I took my first contract at eighteen. He was an ex-convict on parole antagonizing a former victim, and after exhausting all legal means, her family finally hired my father to get rid of him. He sent me to take care of him instead. At eighteen years old, I was well over six foot, but my target was built like a tank. One look at me, and he’d scoffed, underestimating me on sight, sneering and laughing when I revealed the gun and pointed it at him.

“Do you even know what that is, kid?” he’d mocked me. “Now put the toy down before I knock all the teeth out of your mouth.”

All it took was one bullet to wipe the smug look off his face.

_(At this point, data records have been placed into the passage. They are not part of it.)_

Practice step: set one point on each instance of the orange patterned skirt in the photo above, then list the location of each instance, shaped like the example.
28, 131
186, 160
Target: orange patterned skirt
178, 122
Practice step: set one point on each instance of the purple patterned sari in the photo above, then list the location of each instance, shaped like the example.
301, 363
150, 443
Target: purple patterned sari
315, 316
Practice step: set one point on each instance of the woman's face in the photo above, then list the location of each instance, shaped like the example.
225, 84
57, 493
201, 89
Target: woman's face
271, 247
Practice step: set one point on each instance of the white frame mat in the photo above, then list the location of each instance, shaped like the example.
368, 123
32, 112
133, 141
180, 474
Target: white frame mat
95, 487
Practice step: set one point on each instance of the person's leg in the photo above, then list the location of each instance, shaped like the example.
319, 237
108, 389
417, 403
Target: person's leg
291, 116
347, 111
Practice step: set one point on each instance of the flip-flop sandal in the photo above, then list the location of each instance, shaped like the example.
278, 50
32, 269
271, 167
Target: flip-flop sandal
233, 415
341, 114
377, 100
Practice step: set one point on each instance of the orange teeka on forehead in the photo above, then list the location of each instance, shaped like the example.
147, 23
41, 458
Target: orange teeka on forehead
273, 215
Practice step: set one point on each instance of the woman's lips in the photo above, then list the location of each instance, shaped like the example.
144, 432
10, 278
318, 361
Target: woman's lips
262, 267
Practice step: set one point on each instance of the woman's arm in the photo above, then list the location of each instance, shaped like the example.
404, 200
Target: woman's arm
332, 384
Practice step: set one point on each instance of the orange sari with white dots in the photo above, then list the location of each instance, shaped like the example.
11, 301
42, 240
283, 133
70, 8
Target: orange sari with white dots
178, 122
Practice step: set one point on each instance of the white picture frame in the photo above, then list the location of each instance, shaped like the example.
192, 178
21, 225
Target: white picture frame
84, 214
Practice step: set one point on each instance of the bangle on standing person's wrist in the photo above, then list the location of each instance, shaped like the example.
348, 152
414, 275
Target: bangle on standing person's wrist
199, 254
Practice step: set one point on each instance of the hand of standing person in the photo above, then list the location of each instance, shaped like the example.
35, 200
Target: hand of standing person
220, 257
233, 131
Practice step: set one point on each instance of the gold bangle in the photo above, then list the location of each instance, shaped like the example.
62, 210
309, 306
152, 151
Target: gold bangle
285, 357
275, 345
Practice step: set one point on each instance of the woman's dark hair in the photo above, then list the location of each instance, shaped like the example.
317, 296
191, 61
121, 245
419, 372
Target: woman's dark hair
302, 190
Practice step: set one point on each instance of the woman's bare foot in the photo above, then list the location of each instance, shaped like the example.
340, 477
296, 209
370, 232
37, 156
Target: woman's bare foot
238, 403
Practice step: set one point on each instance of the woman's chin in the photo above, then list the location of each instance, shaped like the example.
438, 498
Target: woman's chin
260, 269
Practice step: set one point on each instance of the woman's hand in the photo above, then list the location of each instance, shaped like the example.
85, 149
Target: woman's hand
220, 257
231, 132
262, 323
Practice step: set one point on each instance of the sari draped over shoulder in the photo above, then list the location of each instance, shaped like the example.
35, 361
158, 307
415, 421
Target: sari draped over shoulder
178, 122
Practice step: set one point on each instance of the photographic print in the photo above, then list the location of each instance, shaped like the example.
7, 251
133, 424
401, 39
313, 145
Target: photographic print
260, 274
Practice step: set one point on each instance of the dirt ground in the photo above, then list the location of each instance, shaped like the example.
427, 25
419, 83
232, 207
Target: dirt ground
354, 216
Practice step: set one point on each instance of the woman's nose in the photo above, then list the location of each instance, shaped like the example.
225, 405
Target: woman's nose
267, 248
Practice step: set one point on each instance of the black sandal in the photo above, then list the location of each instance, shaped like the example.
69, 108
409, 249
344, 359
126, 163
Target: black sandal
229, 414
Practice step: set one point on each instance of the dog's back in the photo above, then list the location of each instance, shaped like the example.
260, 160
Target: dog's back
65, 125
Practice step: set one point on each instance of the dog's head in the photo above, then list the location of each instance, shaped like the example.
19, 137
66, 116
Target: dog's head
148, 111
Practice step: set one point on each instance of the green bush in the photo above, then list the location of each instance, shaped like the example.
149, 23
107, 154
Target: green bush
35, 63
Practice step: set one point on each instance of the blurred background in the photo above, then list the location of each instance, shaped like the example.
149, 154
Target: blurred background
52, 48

His moment of shock was almost comical, and I would have laughed if my sense of humor had not been beaten out of me.

That was almost two decades ago.

But for some reason, I am taken back to that moment now.

I would rather dream of anything else. Like my dark-haired angel with her soft touch and wide, forest green eyes that look so innocent and pure. So . . . uncorrupted.

I haven’t seen eyes like that on anyone else in my life. Surrounded by violence from the second I was brought into this unforgiving world, I never imagined something as bright as her could exist, someone whose touch is gentle and caring. Her words, soft and concerned, are unlike any that have ever been directed at me.

“Good God, you’re burning up!” Her soft voice breaks through my hazy consciousness, as if hearing my silent plea for her to return. “I have to get you to the hospital.”

“No!” I say, my voice coming out hoarsely. Despite the heaviness of my arm, I reach out blindly and grab for her. “Please, you can take care of me here. I’ll be . . . I’m fine. I’ve been in worse shape than this before.”

But I am not really fine. My body is freezing, but I’m sweating like I’ve run a marathon. I’m not lying when I tell her that I’ve had worse, though. Way worse than this. Like the one time a target trapped us both in an abandoned house and set it on fire with the intent of sending us both to hell. Or another time I almost froze to death in the winter cold after getting lost in the woods as a kid when I’d tried to run away from my father. I was nearly hypothermic by the time my old man found me. Once I’d recovered somewhat, he’d made sure to show me what would happen if I ever tried to run again.

“Fine,” my angel says with a resigned sigh that sounds so fucking sexy even in my height of fever. “I’m only giving in because I think your body is trying to fight an infection, and I don’t believe you’re in actual danger, but if the fever doesn’t break by morning, then you’re going to the hospital.”